We analyzed 300 diagnostic PSGs spanning a range of summary AHI values to quantify the range of stage- and position-dependence of OSA. We use this cohort to answer the following clinically-relevant questions: (1) What is the distribution of position- and stage-dependence of OSA among clinical diagnostic PSGs; and (2) what are the relative contributions of stage- and position-dependence to misclassification of disease severity?

METHODS

A sample of 300 consecutive overnight diagnostic PSGs performed in 2011 in our center, for a variety of indications, was analyzed for sleep stage and apnea severity information. Retrospective analysis of clinical PSG data was approved by the Partners Human Research Committee. Our pre-specified exclusions were age < 18 years; debilitating neurological disease; sleep efficiency < 60%; total sleep time < 4 h; and use of CPAP, oxygen therapy, or dental appliance during the study night. Sleep was scored according to standard criteria of the American Association of Sleep Medicine10 by experienced sleep technicians. Because our laboratory implements clinical criteria for conversion of diagnostic studies to split-night studies, the distribution of sleep apnea severity is biased toward lower values in this sample of full-night diagnostic studies, with an AHI value of 30/h representing the 98th percentile in this cohort. Although we did not sub-classify apnea events, central apneas were only a minority of events, prohibiting separate analysis of positional dependence of central apnea11; the median number of central apneas per study was 2, with the 95% percentile value of 20 per study.

Most clinical PSG variables did not pass tests for normality, and thus nonparametric statistical tests were generally used for analysis (Mann-Whitney rank test for 2-group comparison, or Kruskal-Wallis with Dunn post hoc for 3-group comparisons). Similarly, correlation coefficients were Pearson or Spearman rank method as appropriate based on distribution normality. To calculate REM-dependence ratios, defined as the REM AHI divided by the NREM AHI, we restricted analysis to patients with ≥ 5 min of REM sleep (n = 285, i.e., 95% of the cohort). To calculate supine-dependence ratios in the initial analysis, defined as the supine AHI divided by the non-supine AHI, we restricted analysis to patients who were supine between 5% and 95% of the night (n = 250, i.e., 83% of the cohort). For subsequent misclassification models, we repeated analysis using 20% to 80% supine to ensure adequate sampling of the supine-dependence ratios. We rounded any AHI values < 1/h up to a value of 1 to avoid artificially inflating dominance ratios due to fractional denominator values. Similar results were obtained when using the RDI (not shown).

We used Mathematica (Wolfram Research, Champaign, IL) to perform the modeling sections. In order to demonstrate the effects of position dependence, we generated contour plots illustrating AHI underestimation according to 2 position-related factors. The first is the protection from sleep apnea afforded by non-supine relative to supine body position. For example, a ratio value of 1 means position independence (no protection while non-supine), while a ratio of zero indicates perfect protection from apnea while non-supine. The second AHI adjustment factor in the contour plots is the proportion of the night spent supine, which can vary from 0–100%. Color gradient encoded the third dimension, AHI, taking into account these two factors varying over their whole range of possible values.

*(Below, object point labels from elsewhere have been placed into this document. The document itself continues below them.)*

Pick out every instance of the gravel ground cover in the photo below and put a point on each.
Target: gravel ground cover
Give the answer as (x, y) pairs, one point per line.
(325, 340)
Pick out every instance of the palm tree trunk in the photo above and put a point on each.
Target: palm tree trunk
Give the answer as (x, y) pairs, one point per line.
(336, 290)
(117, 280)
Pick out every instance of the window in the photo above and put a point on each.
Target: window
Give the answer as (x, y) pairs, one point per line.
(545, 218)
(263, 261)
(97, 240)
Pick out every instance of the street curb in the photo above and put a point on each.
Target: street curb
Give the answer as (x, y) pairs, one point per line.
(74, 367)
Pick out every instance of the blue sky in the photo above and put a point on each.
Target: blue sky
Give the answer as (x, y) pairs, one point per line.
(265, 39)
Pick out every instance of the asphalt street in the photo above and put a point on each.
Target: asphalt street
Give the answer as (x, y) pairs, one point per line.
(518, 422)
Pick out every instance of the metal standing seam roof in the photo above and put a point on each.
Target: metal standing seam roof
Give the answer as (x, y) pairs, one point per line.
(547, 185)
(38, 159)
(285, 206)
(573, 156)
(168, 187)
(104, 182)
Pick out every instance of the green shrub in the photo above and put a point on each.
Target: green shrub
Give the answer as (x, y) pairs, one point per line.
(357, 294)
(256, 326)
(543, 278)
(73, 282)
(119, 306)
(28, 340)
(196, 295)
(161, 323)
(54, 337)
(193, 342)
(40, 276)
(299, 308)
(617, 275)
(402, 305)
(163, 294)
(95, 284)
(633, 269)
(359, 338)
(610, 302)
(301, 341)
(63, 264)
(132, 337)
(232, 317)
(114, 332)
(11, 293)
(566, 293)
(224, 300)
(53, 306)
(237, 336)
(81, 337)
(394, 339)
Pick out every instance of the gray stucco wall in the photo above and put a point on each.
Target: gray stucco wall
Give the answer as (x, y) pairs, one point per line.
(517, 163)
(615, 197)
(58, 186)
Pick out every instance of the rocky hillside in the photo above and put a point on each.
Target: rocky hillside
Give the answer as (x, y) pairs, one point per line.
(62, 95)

To simulate the effect of body position we made calculations from 4 theoretical cohorts of 1,000 people each based on realistic but conservative parameters. We aimed to approximate the distribution of AHI values in the large population Sleep Heart Health Study, with a peak in the normal range followed by a long-tailed distribution extending into the severe range.12 We assumed that the categories of no apnea (AHI < 5/h), mild apnea (AHI 5–15/h), and moderate apnea (AHI 15–30/h) were normally distributed with mean (SD) values of 2.5/h (1.25), 10/h (2.5), and 22.5/h (7.5), respectively. The severe cohort was modeled using a skew-normal (long-tailed) distribution with a mean AHI of 50/h and 95% of the values between 30/h and 90/h. These modeling assumptions allowed us to test the hypothesis that realistic conservative estimates of body position and supine dominance would lead to substantial misclassification.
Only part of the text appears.